What relief there will be in Brussels that Downing Street refused to confirm it will pay the Brexit divorce bill, an equally certain guarantee that, like Hinkley Point, the dementia tax, national insurance contributions for the self-employed, new grammar schools and an energy price cap, it definitely won’t happen.

Britain’s vote to leave the European Union has shifted the window of sanity far to the right of British politics. Once upon a time, merely wanting to leave the EU was far enough out there. Now, imagining the UK has no bill to settle with Brussels, no financial contribution to ease the passage of our exit, no need for any kind of transitional arrangement to allow us to (needlessly) set up dozens of our own regulatory bodies that were (wisely) pooled with our neighbours, should be seen as the new Mark of the Fruitcake.

Sir Simon Fraser: Brexit talks damaged by Cabinet splits which leave UK without a coherent strategy

Even Liam Fox has admitted a transitional arrangement is the way to go. "I don't have a problem with that,” he said last week. “Having waited 43 years, another couple of years – if we can get it to work well for UK and our European partners and for the stability of British business and our prosperity – that seems to me a common sense thing to do."

A transitional arrangement, and the use of a regulatory framework established by European institutions and overseen by the European Court of Justice, will not come for free. To debase both you and I briefly by using John Redwood’s egregious golf club analogy, if you say you’re leaving but still want to use the clubhouse showers, don’t expect the captain to be OK with that.

Indeed, the small print of the Prime Minister’s refusal to accept the £36bn sum (40bn euros, by the way, which was a mere £30bn on 23 June last year) appears to state that it will not be accepted by Parliament, and on that front, those far wide of the window of sanity have been as vocal as ever.

Jacob Rees-Mogg has again said we have “no legal obligation to pay anything”. John Redwood thinks it’s “ridiculous” that any sort of bill needs settling before trading arrangements can be discussed. Peter Bone has said we should not be paying to leave an organisation from which we have “got nothing in return”.

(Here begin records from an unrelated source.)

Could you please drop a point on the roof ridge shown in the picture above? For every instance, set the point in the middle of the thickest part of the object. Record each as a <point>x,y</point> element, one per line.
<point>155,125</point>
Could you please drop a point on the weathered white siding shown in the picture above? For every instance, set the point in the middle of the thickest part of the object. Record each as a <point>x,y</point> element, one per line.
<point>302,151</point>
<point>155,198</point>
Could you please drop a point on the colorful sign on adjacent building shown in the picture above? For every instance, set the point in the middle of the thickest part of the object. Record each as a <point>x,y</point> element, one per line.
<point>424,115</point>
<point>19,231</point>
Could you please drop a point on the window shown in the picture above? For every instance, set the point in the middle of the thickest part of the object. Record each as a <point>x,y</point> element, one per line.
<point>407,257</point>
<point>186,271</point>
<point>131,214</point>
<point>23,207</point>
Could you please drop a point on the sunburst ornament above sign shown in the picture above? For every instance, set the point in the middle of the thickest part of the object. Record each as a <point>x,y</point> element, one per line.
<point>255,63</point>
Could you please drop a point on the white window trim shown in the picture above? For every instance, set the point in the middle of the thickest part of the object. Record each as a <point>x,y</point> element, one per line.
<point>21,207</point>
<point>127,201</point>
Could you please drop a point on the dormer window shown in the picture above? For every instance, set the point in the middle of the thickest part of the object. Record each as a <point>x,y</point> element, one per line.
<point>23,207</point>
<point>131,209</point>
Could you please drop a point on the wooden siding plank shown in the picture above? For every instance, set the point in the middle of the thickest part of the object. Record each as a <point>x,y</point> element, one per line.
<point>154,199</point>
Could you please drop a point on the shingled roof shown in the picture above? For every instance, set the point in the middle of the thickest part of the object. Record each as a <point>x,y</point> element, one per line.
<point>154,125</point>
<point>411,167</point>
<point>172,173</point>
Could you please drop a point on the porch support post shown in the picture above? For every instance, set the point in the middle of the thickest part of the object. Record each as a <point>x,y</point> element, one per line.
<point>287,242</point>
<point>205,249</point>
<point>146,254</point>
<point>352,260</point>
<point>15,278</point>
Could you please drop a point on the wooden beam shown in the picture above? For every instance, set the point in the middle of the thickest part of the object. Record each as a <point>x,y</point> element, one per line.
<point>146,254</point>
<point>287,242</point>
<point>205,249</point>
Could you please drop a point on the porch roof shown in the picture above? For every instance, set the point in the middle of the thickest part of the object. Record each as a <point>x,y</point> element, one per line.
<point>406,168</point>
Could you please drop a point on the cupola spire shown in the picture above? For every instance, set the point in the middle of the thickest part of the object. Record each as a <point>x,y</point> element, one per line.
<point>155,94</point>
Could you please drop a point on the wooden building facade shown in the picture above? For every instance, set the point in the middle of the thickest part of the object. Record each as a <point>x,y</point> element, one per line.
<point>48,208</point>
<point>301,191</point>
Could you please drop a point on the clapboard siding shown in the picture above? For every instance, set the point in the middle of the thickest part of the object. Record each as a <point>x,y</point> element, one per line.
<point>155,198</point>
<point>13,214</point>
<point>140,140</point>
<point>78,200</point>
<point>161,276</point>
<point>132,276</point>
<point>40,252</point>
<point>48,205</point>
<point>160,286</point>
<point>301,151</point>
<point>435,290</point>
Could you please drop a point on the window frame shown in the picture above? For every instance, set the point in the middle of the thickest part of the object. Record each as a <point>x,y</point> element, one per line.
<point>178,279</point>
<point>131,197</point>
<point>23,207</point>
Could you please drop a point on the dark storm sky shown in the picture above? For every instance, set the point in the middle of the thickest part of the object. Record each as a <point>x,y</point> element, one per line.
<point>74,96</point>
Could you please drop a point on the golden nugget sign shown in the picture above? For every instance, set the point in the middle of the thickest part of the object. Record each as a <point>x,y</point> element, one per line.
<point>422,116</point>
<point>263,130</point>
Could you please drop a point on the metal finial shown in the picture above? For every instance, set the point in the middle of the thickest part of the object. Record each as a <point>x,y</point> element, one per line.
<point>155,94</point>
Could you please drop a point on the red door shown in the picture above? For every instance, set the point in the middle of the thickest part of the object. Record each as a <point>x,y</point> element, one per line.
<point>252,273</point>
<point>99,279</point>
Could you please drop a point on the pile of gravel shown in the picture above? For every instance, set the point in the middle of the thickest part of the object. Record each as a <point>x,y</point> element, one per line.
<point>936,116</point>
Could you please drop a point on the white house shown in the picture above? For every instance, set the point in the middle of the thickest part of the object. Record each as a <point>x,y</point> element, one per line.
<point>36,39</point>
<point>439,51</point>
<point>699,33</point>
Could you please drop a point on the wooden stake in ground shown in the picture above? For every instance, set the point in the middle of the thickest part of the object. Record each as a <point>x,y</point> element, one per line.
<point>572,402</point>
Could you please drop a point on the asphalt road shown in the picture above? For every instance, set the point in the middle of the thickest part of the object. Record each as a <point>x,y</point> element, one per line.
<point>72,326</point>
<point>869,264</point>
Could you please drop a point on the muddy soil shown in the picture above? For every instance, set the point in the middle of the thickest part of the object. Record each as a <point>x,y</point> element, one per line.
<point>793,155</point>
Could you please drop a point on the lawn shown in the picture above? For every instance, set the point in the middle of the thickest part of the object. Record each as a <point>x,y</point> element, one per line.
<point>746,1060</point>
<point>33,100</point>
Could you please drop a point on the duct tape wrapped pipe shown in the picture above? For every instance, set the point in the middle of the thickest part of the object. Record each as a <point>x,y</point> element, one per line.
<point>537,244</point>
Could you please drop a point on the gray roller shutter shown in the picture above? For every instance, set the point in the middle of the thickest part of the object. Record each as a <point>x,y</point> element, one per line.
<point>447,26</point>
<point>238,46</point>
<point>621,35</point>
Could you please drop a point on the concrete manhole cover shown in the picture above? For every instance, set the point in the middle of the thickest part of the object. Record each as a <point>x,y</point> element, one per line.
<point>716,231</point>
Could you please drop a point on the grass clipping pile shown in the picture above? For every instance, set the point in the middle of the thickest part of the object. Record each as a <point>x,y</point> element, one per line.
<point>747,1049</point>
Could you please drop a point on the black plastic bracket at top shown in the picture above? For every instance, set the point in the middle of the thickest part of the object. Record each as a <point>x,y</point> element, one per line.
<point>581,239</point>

Now that these men’s most earnest shared lifelong wish – to trash the reputation of their country – has come to pass, that the thing they have wanted more than all else can be seen as clear as day to be an unmitigated disaster which has rendered the country all but ungovernable, it is surely time to stop listening to them.

Just as David Davis’s supposed “row of the summer” over the sequencing of Brexit talks was over in about 10 seconds when he acquiesced to doing precisely as the EU wished, there is not a sane person out there who does not know that the “row” over the divorce bill will end when the UK pays what it is asked to pay.

In the meantime, Redwood and the rest still cling to the illusion that the EU “needs” a deal as much as Britain, blinded to the very obvious reality, well-known by the leadership of his own party, that a failure to get one leads to a cliff-edge Brexit, and a period of unprecedented national turmoil which will end with Jeremy Corbyn in No 10 and an actual, unreconstructed Marxist in the treasury.

You hardly need to pause very long to consider whether a person who can pay £1bn to the DUP for a few parliamentary votes she arguably does not need will be able to find £36bn, spread over many years and equal to current obligations, to avoid that.

And if you can’t see that, well, you’re not really worth listening to.